1.2 Latar Belakang Metode

Indeks Pembangunan Manusia (IPM) merupakan indikator penting dalam pengukuran tingkat keberhasilan pembangunan kualitas hidup manusia (Sikana & Wijayanto, 2021). Pengelompokan Indeks Pembangunan Manusia (IPM) bertujuan untuk membagi wilayahwilayah ke dalam beberapa kelompok yang memiliki tingkat keseragaman karakteristik IPM yang tinggi dalam setiap kelompok dan keberagaman karakteristik IPM yang tinggi antar kelompok. Karakteristik wilayah yang kompleks dan beragam sering kali menjadi tantangan, sehingga dibutuhkan metode analisis yang dapat mengelompokkan wilayah secara objektif, terukur, dan efisien.

Salah satu metode yang cocok untuk tujuan tersebut adalah analisis cluster K-Means.
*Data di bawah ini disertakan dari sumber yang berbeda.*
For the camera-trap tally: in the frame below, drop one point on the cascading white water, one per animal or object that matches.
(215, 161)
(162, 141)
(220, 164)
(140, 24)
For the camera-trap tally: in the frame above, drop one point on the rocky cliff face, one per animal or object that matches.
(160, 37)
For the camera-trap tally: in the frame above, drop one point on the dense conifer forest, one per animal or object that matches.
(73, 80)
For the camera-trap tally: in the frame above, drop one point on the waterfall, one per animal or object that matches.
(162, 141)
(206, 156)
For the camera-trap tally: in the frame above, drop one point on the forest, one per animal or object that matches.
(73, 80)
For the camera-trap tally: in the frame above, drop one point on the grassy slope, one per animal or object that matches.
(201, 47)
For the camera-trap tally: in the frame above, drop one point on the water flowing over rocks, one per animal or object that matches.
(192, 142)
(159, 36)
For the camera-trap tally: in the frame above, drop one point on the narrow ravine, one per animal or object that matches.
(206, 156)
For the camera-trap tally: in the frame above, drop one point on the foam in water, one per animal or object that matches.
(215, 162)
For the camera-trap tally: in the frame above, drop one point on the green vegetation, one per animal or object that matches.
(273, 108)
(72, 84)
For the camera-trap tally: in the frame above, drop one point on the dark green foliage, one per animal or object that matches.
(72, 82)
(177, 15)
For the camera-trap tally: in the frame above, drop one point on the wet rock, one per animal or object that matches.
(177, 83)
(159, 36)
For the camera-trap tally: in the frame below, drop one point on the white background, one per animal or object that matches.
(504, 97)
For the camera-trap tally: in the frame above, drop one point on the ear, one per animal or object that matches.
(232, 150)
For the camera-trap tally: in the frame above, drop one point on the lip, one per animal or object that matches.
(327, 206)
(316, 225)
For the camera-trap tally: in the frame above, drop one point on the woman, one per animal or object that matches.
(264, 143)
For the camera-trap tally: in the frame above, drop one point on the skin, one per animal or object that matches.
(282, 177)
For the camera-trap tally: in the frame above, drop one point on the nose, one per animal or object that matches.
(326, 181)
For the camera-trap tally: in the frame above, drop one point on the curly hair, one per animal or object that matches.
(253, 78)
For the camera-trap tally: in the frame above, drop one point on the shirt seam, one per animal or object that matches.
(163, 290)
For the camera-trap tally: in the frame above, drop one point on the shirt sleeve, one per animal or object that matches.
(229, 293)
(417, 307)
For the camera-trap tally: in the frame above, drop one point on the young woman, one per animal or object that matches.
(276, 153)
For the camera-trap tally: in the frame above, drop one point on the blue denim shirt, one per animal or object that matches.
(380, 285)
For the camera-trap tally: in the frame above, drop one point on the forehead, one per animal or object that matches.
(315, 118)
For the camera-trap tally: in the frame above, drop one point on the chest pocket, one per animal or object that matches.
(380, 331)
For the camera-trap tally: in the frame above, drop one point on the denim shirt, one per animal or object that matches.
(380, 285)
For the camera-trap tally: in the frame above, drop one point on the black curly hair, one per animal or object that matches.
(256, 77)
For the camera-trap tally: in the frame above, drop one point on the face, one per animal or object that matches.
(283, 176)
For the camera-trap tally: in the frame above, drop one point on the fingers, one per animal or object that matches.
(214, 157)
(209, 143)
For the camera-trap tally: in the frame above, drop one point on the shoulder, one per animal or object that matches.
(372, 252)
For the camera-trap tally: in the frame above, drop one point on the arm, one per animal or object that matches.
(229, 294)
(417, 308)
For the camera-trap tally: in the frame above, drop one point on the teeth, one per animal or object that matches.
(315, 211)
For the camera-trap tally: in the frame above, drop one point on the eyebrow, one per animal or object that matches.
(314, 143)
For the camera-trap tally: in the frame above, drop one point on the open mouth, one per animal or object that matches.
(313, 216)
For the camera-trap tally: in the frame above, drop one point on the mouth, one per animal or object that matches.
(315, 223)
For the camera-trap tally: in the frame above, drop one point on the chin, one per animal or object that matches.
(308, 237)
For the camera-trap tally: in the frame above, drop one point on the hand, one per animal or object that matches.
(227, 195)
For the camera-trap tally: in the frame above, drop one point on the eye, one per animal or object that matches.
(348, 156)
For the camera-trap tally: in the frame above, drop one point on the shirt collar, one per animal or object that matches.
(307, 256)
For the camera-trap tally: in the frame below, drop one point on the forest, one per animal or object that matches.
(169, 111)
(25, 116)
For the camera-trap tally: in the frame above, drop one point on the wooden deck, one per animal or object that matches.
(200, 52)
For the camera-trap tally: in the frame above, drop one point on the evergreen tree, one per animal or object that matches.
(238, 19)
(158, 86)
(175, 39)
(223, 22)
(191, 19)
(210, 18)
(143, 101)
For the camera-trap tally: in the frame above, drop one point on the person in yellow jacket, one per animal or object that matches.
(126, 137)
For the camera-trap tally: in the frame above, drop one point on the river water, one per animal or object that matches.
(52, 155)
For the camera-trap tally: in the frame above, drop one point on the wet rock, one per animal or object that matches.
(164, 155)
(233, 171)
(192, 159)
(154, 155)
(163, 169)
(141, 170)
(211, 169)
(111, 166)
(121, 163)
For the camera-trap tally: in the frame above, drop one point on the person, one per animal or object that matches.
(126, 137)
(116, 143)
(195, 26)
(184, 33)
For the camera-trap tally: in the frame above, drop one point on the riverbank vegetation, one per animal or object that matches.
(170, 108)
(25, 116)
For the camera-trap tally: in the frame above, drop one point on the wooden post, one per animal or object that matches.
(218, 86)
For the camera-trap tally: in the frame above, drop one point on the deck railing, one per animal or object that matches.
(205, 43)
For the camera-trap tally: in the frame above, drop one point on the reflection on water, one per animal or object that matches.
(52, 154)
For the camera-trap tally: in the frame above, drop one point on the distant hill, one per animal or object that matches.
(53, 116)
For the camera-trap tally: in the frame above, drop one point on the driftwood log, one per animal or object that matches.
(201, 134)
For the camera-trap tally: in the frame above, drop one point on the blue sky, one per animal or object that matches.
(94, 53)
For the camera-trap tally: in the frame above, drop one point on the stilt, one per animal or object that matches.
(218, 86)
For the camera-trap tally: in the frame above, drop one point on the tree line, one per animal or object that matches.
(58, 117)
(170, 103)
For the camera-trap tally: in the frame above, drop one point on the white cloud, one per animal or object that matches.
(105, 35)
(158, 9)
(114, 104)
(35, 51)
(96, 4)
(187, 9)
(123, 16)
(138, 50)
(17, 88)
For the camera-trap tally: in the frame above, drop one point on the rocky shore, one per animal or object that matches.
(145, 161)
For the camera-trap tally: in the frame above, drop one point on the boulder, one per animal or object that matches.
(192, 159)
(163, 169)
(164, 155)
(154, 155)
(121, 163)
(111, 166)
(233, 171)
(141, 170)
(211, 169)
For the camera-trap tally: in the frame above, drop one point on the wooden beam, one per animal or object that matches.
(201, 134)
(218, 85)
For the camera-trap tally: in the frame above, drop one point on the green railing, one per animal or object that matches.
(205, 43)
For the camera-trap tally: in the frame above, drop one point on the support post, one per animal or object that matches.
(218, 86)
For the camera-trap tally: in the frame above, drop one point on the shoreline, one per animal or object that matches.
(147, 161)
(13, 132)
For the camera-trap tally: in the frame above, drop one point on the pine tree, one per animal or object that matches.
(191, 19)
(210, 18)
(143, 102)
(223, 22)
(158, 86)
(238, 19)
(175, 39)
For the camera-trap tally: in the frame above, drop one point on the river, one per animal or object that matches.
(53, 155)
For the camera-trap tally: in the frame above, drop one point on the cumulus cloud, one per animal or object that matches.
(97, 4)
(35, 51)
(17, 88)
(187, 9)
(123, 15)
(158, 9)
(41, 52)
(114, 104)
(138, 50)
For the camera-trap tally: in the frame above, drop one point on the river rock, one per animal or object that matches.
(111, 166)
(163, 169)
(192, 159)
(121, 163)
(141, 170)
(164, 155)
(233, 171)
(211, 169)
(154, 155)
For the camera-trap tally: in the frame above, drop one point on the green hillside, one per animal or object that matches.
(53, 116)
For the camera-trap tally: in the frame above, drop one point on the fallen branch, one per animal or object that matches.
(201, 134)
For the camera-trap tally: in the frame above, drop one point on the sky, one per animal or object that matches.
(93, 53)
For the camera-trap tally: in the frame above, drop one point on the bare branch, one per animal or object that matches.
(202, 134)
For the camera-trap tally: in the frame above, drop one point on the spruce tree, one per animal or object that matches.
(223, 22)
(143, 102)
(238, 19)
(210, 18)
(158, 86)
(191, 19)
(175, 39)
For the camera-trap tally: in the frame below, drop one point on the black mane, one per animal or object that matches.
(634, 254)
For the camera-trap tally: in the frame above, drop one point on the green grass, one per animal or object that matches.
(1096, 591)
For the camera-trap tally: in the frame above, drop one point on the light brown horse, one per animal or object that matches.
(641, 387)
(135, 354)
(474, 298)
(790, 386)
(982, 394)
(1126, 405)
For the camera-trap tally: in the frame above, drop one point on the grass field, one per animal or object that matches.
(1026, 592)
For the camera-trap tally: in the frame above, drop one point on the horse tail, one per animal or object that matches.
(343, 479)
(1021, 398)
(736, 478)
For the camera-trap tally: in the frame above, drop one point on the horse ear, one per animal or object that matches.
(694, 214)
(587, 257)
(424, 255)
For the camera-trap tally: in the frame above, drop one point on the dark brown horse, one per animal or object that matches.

Metode ini mampu mengelompokkan wilayah berdasarkan kemiripan nilai indikator IPM, seperti umur harapan hidup, harapan lama sekolah, rata-rata lama sekolah, dan daya beli. K-Means bekerja dengan mengidentifikasi pola data dan membagi wilayah ke dalam kelompok (cluster) yang memiliki karakteristik serupa.
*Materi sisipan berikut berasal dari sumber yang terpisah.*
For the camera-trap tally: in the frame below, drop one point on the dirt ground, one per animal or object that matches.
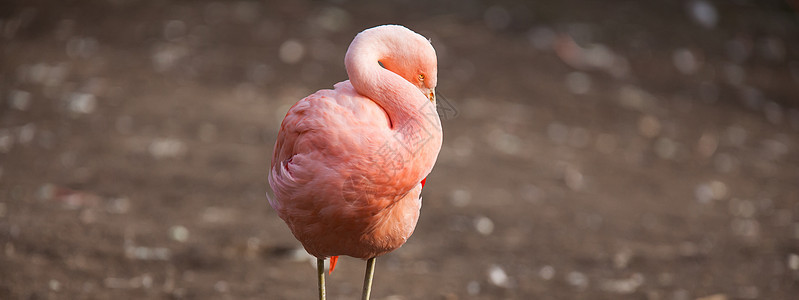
(592, 150)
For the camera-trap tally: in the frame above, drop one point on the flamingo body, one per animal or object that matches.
(349, 163)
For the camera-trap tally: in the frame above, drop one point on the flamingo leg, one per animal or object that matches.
(367, 280)
(320, 271)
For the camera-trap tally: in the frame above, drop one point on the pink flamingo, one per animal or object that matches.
(350, 163)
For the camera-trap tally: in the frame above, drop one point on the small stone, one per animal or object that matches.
(333, 19)
(649, 126)
(19, 100)
(167, 148)
(174, 30)
(579, 137)
(606, 143)
(54, 285)
(557, 132)
(736, 135)
(685, 61)
(221, 286)
(291, 51)
(703, 193)
(635, 98)
(578, 83)
(793, 261)
(707, 145)
(666, 148)
(772, 49)
(179, 233)
(497, 276)
(725, 163)
(573, 178)
(703, 13)
(773, 112)
(542, 38)
(497, 17)
(713, 297)
(473, 288)
(546, 272)
(734, 74)
(460, 197)
(82, 103)
(484, 225)
(577, 279)
(623, 286)
(622, 258)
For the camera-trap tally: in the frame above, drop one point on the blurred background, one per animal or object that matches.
(593, 149)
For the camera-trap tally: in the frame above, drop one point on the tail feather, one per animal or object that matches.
(333, 260)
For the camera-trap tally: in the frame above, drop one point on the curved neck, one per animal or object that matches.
(402, 101)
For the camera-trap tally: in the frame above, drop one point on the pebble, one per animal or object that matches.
(752, 97)
(579, 137)
(622, 258)
(6, 140)
(498, 277)
(742, 208)
(506, 143)
(747, 228)
(167, 148)
(578, 83)
(26, 133)
(497, 17)
(484, 225)
(174, 30)
(246, 12)
(685, 61)
(82, 103)
(773, 112)
(221, 286)
(546, 272)
(736, 135)
(119, 205)
(81, 47)
(714, 297)
(147, 253)
(738, 49)
(291, 51)
(19, 100)
(725, 163)
(542, 38)
(793, 261)
(531, 193)
(635, 98)
(772, 48)
(573, 178)
(623, 286)
(179, 233)
(577, 279)
(666, 148)
(703, 13)
(54, 285)
(333, 19)
(707, 145)
(649, 126)
(473, 288)
(606, 143)
(460, 197)
(734, 74)
(557, 133)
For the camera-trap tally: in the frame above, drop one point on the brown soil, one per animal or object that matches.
(639, 155)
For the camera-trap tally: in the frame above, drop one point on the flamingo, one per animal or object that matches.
(349, 163)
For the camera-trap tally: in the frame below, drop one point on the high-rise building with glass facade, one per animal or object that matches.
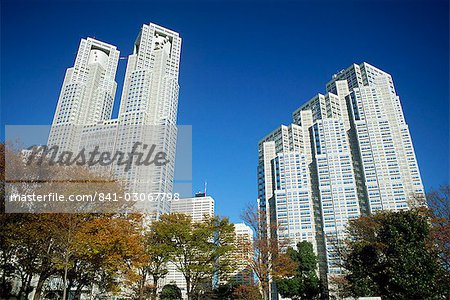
(348, 152)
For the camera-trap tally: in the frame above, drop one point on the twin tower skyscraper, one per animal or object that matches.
(148, 107)
(347, 153)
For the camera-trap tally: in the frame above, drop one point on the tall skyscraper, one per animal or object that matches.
(87, 93)
(147, 114)
(359, 155)
(242, 255)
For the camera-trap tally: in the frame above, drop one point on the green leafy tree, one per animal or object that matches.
(170, 292)
(389, 256)
(304, 284)
(246, 292)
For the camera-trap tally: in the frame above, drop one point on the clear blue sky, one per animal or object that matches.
(245, 66)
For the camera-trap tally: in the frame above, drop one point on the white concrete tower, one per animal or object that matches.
(87, 94)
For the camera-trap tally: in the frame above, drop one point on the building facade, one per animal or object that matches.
(348, 152)
(198, 208)
(242, 255)
(147, 114)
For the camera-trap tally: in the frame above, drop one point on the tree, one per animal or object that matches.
(246, 292)
(439, 204)
(304, 284)
(199, 248)
(389, 256)
(170, 292)
(79, 243)
(152, 262)
(267, 262)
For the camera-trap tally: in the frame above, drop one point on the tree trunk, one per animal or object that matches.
(65, 282)
(40, 284)
(155, 287)
(188, 288)
(27, 286)
(142, 281)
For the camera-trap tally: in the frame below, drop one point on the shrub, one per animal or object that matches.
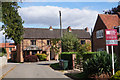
(1, 54)
(41, 57)
(116, 76)
(31, 58)
(99, 63)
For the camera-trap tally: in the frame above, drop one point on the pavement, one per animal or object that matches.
(36, 71)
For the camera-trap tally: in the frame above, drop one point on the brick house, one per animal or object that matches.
(105, 21)
(38, 41)
(9, 48)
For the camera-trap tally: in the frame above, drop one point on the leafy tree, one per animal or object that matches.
(114, 10)
(70, 42)
(12, 21)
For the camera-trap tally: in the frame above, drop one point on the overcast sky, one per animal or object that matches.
(78, 15)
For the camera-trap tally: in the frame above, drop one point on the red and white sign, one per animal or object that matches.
(111, 37)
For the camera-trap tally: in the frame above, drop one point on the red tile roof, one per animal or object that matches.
(8, 45)
(110, 20)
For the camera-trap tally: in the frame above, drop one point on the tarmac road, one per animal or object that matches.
(34, 70)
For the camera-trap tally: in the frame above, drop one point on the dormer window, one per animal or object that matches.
(50, 28)
(69, 29)
(99, 34)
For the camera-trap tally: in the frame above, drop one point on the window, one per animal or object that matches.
(99, 34)
(100, 49)
(82, 41)
(118, 29)
(33, 42)
(48, 42)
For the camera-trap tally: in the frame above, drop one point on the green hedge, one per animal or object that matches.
(41, 57)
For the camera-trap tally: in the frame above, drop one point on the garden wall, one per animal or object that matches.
(3, 61)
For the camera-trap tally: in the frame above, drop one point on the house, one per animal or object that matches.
(9, 48)
(38, 41)
(105, 21)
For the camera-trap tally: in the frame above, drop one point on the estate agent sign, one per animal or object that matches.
(111, 37)
(111, 40)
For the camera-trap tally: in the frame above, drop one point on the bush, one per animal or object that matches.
(99, 63)
(31, 58)
(116, 76)
(41, 57)
(1, 54)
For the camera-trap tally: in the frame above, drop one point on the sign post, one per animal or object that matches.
(111, 40)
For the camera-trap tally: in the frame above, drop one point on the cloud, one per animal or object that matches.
(49, 16)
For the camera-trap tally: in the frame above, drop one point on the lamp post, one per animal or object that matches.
(60, 30)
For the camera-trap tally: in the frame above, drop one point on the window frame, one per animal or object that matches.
(33, 42)
(100, 34)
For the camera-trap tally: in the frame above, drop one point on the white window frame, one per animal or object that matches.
(99, 34)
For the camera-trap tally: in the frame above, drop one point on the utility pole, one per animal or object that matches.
(60, 25)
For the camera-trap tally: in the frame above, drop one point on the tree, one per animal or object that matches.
(70, 42)
(12, 22)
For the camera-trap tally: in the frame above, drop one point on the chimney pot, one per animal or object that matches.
(50, 28)
(86, 29)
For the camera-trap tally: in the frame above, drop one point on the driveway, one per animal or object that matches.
(35, 70)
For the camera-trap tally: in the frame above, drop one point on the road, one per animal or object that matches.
(34, 70)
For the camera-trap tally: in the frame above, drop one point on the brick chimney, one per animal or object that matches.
(86, 29)
(69, 29)
(50, 28)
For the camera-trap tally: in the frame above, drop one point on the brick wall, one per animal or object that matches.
(98, 43)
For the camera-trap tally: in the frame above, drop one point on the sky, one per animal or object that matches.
(78, 15)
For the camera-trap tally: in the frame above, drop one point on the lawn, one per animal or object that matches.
(77, 76)
(1, 54)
Dengan analisis cluster K-Means, pemerintah dapat mengidentifikasi wilayah-wilayah yang belum mencapai tingkat pembangunan optimal secara lebih terstruktur. Hasil pengelompokan ini memberikan landasan yang jelas untuk merancang program pembangunan yang lebih tepat sasaran, efektif, dan berorientasi pada pemerataan pembangunan manusia.

1.3 Cluster K-Means

Teknik clustering adalah suatu metode dalam analisa data untuk menyelesaikan persoalan tentang pengelompokkan data (Maori & Evanita, 2023). Salah satu metode yang digunakan adalah K-Means, yang mempunyai kemampuan dalam klasifikasi data yang cukup besar jumlahnya cukup relatif cepat dan efisien. K-means merupakan salah satu metode pengelompokkan data non-hierarki yang mempartisi data yang ada ke dalam bentuk dua atau lebih kelompok (Asroni dkk., 2018).

Terdapat beberapa langkah utama dalam melakukan K-Means clustering, yaitu:

  1. Menentukan jumlah cluster dan menentukan koordinat titik tengah cluster, dalam analisis ini menggunakan metode elbow.

  2. Penentuan nilai dari cluster untuk dijadikan acuan dalam melakukan perhitungan jarak objek ke centroid, perhitungan jarak mengacu pada rumus euclidean.

  3. Dilakukan pengelompokkan centroid sesuai dengan hasil dari jarak antar centroid tersebut.

1.4 Rumusan Masalah

Rumusan masalah dalam penelitian ini adalah sebagai berikut.

  1. Bagaimana kelompok atau cluster terbentuk dari 38 Kabupaten/Kota di Jawa Timur pada tahun 2021 berdasarkan indikator IPM?

  2. Kelompok atau cluster mana yang memiliki tingkat IPM lebih tinggi, sedang, dan rendah?

1.5 Tujuan Penelitian

Berdasarkan masalah yang telah dirumuskan, tujuan penelitian ini antara lain:

  1. Menganalisis dan menentukan kelompok atau cluster yang terbentuk dari 38 Kabupaten/Kota di Jawa Timur pada tahun 2021 berdasarkan indikator Indeks Pembangunan Manusia (IPM) menggunakan metode K-Means Clustering.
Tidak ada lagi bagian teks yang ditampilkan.